Silveira MJ, AAVAMC CCMR; Sikorskii A, Michigan State University; Given C, Michigan State University; Piette JP, AAVAMC CCMR;
"Cancer CarePartners" (CCP) is a Web-enabled program designed to help caregivers of Veterans undergoing chemotherapy track symptoms and receive structured advice for how to help the Veteran. CCP includes weekly, automated telephonic symptom assessment with self-management support to the Veteran paired with Web-based symptom alerts to the caregiver pointing them to a website where s/he can obtain customized advice for symptom management. We conducted an RCT of CCP: 1) To determine if Veterans undergoing chemotherapy who receive CCP report significant improvement in the severity of symptoms (the sum of 0-10 severity across 8 core symptoms) compared to Veterans receiving an attention control; secondarily, to determine if they experience better adherence to chemotherapy and utilization of healthcare. (2) To determine if caregivers participating in the intervention provide significantly more social support to Veterans than do controls; secondarily, to determine if they experience more caregiver burden and distress than do controls.
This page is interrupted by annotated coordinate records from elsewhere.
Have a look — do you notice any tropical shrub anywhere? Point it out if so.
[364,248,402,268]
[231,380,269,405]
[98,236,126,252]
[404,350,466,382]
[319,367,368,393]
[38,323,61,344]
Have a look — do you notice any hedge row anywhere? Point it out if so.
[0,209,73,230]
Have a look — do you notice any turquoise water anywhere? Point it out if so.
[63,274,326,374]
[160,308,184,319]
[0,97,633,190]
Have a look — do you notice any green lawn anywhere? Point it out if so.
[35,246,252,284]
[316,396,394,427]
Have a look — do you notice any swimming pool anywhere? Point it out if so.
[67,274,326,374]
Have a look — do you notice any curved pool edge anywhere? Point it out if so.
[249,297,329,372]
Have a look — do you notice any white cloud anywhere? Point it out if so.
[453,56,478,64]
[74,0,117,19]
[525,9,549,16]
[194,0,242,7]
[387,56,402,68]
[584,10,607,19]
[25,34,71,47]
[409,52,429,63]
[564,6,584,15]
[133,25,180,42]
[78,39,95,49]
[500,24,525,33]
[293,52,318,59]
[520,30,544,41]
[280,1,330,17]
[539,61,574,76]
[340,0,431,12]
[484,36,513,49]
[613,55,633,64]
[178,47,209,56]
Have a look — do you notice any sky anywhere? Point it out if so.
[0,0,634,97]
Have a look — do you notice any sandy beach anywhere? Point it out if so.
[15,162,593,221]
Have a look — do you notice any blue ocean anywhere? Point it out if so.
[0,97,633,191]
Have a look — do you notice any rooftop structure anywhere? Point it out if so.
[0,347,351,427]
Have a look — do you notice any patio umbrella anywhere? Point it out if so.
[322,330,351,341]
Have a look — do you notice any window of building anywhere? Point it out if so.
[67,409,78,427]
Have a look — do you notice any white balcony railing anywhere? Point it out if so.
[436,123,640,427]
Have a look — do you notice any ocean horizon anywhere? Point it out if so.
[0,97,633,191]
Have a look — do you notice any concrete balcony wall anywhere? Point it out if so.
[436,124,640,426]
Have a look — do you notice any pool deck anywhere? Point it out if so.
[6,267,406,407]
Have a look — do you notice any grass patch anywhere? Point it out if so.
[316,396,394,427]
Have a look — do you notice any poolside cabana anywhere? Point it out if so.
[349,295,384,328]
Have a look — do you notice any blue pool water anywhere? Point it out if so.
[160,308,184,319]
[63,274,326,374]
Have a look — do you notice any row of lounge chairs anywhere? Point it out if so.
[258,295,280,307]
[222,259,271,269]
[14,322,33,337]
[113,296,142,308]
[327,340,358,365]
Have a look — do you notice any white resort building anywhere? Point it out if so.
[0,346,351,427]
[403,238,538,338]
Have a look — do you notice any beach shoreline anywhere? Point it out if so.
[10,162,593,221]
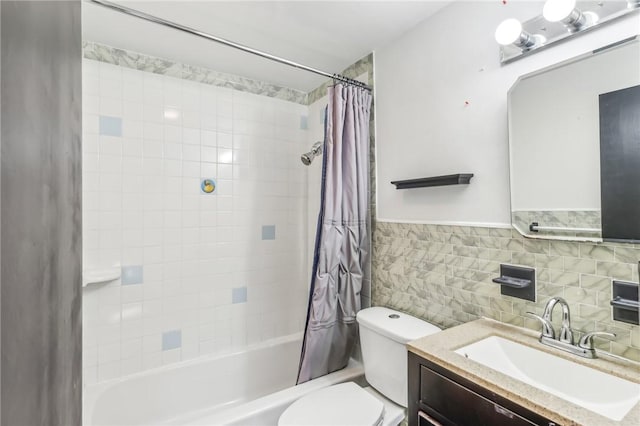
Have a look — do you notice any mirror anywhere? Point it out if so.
[508,37,640,242]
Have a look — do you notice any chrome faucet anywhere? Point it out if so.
[527,297,616,358]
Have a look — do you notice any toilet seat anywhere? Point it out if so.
[278,382,384,426]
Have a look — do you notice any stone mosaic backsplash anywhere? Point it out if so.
[372,222,640,361]
[511,210,602,239]
[82,41,307,105]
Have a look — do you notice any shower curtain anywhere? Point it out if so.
[298,84,371,383]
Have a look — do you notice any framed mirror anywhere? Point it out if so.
[508,37,640,243]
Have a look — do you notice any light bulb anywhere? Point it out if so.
[542,0,576,22]
[495,18,522,46]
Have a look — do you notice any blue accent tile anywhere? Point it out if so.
[262,225,276,240]
[121,265,144,285]
[300,115,309,130]
[100,115,122,137]
[162,330,182,351]
[231,287,247,303]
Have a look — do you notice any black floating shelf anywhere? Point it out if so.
[391,173,473,189]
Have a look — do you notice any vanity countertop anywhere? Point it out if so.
[407,318,640,426]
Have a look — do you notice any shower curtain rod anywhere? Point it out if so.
[87,0,371,91]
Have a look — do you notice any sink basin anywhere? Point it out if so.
[455,336,640,421]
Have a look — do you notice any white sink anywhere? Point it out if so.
[455,336,640,421]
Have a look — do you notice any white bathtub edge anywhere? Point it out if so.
[179,359,364,426]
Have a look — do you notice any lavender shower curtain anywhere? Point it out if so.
[298,84,371,383]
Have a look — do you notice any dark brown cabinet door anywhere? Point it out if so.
[407,352,556,426]
[420,367,535,426]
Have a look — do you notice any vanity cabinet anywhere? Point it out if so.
[408,352,556,426]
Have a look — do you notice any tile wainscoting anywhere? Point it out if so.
[373,222,640,361]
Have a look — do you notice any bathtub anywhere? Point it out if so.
[83,334,363,426]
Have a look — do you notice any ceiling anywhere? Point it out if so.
[82,0,452,92]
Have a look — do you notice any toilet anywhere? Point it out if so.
[278,307,440,426]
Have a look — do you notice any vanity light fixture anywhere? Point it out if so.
[495,0,640,64]
[542,0,598,32]
[495,18,544,49]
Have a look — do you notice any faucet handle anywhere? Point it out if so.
[578,331,616,349]
[527,312,556,339]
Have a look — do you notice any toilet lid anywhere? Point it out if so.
[278,382,384,426]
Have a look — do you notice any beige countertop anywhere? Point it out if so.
[407,319,640,426]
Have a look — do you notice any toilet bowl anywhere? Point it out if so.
[278,307,440,426]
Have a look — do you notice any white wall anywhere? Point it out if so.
[375,1,640,226]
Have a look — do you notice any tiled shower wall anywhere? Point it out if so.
[373,222,640,361]
[83,55,308,383]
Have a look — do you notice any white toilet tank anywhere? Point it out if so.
[357,307,440,407]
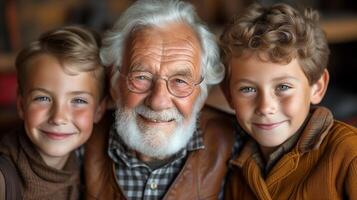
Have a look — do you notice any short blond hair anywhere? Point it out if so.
[220,3,330,85]
[15,26,106,97]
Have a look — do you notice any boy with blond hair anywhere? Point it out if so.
[221,4,357,200]
[0,26,105,199]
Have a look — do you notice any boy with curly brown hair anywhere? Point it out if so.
[221,4,357,200]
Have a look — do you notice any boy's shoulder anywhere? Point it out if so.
[326,120,357,153]
[0,154,22,200]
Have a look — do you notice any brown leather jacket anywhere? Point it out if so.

Consenting Veterans with solid tumors undergoing chemotherapy at one of three VAMCs who reported at least one core symptom at a moderate or high level and had a caregiver willing to enroll in the study were randomly assigned to either 10 weeks of CCP or 10 weeks of an attention control intervention. Patients and caregivers were surveyed at intake, 10, and 14 weeks. We reviewed all subjects' medical records for care received during the 14 weeks on study.
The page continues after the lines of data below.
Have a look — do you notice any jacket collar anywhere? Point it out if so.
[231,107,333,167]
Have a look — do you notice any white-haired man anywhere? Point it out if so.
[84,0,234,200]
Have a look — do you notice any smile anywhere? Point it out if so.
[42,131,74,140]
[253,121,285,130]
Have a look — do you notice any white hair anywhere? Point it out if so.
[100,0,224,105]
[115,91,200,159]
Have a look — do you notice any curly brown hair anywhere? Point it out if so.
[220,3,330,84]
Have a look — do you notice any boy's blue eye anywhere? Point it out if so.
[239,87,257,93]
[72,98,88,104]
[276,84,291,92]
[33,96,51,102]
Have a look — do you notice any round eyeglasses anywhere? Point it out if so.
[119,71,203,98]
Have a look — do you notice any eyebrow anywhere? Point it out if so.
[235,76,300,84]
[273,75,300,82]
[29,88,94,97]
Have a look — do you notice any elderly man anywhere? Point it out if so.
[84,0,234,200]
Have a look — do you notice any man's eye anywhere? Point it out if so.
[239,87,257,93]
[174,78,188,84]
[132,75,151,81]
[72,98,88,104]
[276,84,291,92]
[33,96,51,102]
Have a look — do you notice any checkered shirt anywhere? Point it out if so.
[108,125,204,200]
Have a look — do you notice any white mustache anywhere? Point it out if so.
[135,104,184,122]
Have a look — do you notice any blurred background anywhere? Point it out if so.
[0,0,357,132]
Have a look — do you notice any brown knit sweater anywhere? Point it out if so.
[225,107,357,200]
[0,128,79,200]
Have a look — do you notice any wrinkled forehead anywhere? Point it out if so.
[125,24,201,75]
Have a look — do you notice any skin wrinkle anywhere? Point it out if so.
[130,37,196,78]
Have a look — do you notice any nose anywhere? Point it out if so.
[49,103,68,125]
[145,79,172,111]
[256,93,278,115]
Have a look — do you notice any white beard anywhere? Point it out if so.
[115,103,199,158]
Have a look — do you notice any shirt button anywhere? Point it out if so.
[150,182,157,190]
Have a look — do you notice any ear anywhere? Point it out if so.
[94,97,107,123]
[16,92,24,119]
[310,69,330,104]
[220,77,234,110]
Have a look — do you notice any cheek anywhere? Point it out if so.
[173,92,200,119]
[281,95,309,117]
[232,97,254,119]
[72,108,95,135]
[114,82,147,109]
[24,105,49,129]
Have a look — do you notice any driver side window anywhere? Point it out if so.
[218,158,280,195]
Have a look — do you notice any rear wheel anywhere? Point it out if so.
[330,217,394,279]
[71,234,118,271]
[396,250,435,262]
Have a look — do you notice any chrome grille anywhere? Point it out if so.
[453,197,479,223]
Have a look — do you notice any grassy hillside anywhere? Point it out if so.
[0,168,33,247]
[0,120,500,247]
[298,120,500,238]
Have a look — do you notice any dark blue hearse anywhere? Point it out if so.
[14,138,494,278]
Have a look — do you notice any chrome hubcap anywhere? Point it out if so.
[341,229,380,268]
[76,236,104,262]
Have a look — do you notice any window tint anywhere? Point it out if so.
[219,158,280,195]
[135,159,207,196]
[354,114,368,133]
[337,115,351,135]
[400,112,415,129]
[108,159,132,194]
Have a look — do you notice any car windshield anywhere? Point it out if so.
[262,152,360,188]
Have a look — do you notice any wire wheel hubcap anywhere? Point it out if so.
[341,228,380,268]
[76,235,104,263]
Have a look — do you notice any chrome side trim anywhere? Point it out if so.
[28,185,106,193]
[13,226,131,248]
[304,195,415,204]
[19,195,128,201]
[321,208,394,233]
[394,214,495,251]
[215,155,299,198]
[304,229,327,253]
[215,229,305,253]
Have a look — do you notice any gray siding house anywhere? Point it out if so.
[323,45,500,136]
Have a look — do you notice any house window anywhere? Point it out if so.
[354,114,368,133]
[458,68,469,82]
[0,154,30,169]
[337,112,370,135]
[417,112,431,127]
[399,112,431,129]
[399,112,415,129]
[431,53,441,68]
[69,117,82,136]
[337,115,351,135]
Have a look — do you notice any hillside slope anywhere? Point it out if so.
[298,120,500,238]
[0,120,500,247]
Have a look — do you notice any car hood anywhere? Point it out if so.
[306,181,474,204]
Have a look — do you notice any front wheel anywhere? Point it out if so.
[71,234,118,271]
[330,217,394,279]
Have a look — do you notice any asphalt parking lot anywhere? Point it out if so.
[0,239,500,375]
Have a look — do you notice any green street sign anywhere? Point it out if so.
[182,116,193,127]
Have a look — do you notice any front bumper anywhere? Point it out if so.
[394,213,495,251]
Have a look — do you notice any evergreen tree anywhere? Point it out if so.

834 patients were referred to the study; 371 (45%) met eligibility criteria, of which 151 (41%) consented and were randomized; 137 (91%) entered the trial and 112 (82%) completed it. Caregivers receiving the intervention made a mean of 4.1 weekly task lists (range 0-10), with a mean of 4.6 tasks per list (range 1-10); 66% of the tasks were tried and, of those, 85% were rated as "helpful" by the caregiver. By 10 weeks, intervention subjects experienced lower summed symptom severity than controls did (mean 19.5 vs 23.2, P = 0.107). Intervention subjects also experienced fewer inpatient stays (mean 0.19 vs. 0.34, P = 0.1814) and phone calls to providers (0.46 vs. 0.62, P = 0.3019). Intervention subjects were able to tolerate more chemotherapy (agents per cycle 3.6 vs. 3.1 P = 0.0395; agents per infusion 2.2 vs. 2.0 P = 0.0054). Caregivers receiving the intervention reported less and similar mastery and burden as controls; most caregivers rated the intervention as "very helpful."
We found that CCP can enhance caregiver support for Veterans, and that many Veterans experience better symptoms and adherence to chemotherapy as a result, ultimately requiring fewer formal resources during treatment. Cancer CarePartners does so with little burden to the caregiver. One limitation of the study is that recruitment rates were lower than expected.
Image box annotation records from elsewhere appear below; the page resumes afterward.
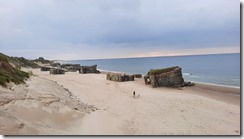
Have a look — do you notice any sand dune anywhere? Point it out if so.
[0,69,240,135]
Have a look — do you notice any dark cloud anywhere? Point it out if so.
[0,0,240,58]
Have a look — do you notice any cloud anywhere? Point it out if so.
[0,0,240,58]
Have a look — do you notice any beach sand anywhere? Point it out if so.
[0,69,240,135]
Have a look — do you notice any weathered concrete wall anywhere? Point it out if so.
[61,64,80,72]
[79,65,100,74]
[50,69,65,75]
[106,73,134,82]
[144,67,184,87]
[41,67,51,71]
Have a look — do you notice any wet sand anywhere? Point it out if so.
[0,69,240,135]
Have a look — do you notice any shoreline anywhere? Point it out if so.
[0,69,240,135]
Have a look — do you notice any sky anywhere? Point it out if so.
[0,0,240,60]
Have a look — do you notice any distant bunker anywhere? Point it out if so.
[79,65,100,74]
[41,67,51,71]
[144,66,185,88]
[50,69,65,75]
[61,64,80,72]
[107,73,134,82]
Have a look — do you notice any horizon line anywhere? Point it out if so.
[57,52,240,61]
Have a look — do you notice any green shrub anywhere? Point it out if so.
[147,66,178,75]
[0,69,30,87]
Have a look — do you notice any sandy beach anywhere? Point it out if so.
[0,69,240,135]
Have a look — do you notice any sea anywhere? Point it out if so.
[62,53,241,88]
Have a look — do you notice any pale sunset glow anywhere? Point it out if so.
[0,0,240,60]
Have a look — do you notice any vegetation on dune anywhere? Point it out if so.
[0,69,29,87]
[147,66,178,75]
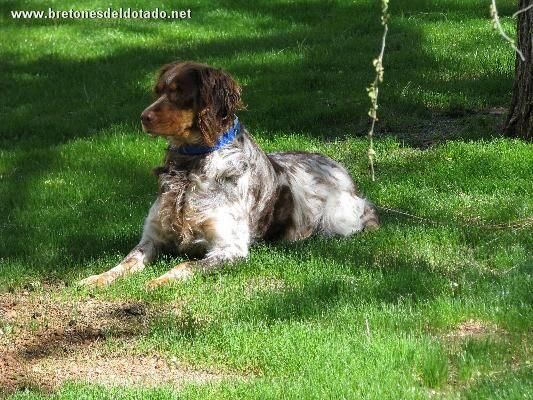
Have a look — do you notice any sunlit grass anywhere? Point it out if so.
[0,0,533,399]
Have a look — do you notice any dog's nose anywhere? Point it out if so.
[141,111,154,124]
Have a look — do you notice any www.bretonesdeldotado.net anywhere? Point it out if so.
[11,7,191,19]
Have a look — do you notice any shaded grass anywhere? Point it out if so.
[0,0,533,399]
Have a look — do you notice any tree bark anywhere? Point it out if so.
[504,0,533,140]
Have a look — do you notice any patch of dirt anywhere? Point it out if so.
[0,288,239,394]
[29,352,238,388]
[446,319,502,338]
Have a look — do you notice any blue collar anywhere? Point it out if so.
[168,117,241,155]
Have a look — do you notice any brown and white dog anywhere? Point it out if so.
[81,62,378,288]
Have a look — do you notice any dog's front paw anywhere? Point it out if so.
[78,273,113,288]
[146,263,193,290]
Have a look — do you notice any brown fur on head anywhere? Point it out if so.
[141,61,241,146]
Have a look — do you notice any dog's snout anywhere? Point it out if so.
[141,110,154,124]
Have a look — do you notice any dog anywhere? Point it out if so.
[80,62,379,289]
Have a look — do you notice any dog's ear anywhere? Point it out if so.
[198,67,241,146]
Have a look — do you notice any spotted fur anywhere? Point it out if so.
[82,61,379,287]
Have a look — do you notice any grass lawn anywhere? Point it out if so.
[0,0,533,399]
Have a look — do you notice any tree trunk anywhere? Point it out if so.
[504,0,533,140]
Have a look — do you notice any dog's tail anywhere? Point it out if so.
[361,199,379,231]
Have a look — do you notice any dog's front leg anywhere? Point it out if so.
[79,240,157,287]
[146,249,247,289]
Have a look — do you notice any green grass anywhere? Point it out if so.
[0,0,533,399]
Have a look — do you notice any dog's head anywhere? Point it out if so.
[141,61,241,146]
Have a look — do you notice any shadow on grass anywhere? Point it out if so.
[0,1,508,282]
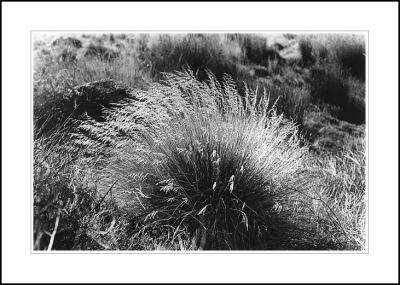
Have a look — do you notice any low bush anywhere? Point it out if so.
[85,44,120,61]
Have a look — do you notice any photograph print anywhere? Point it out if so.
[31,31,367,252]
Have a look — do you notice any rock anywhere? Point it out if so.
[66,79,133,121]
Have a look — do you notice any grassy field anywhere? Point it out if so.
[33,34,366,250]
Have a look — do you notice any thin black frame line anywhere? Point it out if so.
[30,30,370,255]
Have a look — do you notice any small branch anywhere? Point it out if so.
[47,210,61,251]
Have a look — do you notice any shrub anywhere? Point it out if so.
[238,35,283,66]
[77,73,305,249]
[150,34,237,80]
[85,44,120,61]
[51,37,82,48]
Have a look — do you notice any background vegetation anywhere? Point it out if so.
[33,34,366,250]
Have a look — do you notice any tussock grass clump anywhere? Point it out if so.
[77,72,306,249]
[317,143,366,247]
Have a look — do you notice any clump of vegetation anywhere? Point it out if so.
[51,37,82,49]
[76,73,305,249]
[150,34,237,80]
[309,65,365,124]
[85,44,119,61]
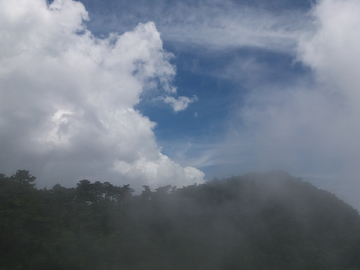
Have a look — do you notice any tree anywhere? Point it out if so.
[10,170,36,188]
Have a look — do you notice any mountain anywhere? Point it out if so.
[0,170,360,270]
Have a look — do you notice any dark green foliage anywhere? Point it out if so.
[0,170,360,270]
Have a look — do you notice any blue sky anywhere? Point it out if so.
[0,0,360,208]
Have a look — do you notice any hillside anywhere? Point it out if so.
[0,170,360,270]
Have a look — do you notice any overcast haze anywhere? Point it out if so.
[0,0,360,209]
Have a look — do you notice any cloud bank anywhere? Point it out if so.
[0,0,204,188]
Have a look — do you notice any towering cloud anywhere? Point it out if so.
[0,0,204,188]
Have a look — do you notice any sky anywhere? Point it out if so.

This is the first trial to address the difficulties many Veterans face when attempting to manage their cancer symptoms by providing a mechanism so that any caregiver can be more informed about the Veteran's status and needs, and provide structured support in key areas. Programs like CCP might be able to help thousands of Veterans with cancer symptoms for-whom self-care is a challenge and who experience preventable morbidity and health service use as a consequence.